And until Lucan had met and fallen in love with Lexie he had never taken more than a few days away from the company he had built up into one of the most diverse and successful in the world. In fact, driven was the word Gideon would most have associated with his older brother until the advent of Lexie into his life only a few short weeks ago.
It was a word that could have been associated with all three of the St Claire brothers since they’d reached adulthood and entered their chosen professions: Gideon in law, Jordan in acting, Lucan in the world of business.
All of that had changed in the past two months, and as a man who preferred order and continuity Gideon was still trying to come to terms with it. Something he wasn’t likely to do with the annoying Joey McKinley haunting his every working moment!

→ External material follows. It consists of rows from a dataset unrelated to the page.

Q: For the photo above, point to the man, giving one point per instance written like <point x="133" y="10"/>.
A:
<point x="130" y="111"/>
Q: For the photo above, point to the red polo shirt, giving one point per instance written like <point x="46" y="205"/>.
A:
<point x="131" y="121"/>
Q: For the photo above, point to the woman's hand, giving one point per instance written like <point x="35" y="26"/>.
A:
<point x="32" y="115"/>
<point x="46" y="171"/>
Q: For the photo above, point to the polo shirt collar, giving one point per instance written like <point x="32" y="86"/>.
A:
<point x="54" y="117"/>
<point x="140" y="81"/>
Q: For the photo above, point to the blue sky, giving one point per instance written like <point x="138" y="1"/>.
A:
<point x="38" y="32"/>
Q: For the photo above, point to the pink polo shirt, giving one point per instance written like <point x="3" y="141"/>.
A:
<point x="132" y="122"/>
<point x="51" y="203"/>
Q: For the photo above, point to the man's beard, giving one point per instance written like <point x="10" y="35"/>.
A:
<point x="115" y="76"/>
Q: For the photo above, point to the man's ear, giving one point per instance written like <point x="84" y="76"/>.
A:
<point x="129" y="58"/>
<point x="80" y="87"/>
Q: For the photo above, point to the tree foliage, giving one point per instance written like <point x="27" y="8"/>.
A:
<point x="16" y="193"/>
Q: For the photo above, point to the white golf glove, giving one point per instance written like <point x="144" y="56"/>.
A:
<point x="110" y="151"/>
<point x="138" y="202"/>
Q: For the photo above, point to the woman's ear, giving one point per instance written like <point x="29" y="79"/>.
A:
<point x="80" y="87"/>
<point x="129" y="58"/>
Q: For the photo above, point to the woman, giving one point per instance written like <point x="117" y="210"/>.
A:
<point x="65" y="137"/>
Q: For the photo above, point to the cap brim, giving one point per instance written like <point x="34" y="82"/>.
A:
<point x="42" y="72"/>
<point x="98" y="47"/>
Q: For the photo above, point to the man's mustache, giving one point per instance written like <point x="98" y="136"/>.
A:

‘Very well, then. Joey it is.’ He gave an almost imperceptible sigh. ‘I’m sure that Pickard, Pickard and Wright—Jason Pickard, in particular—was sorry to see you go.’
‘See me go where, exactly?’
Gideon eyed her impatiently. Really, nothing he had heard about this woman had ever given him reason to question her intelligence. ‘Here, of course.’
Joey looked taken aback. ‘I’m sorry, but you’ll have to explain what you mean. Especially the “Jason Pickard, in particular” remark,’ she added coolly.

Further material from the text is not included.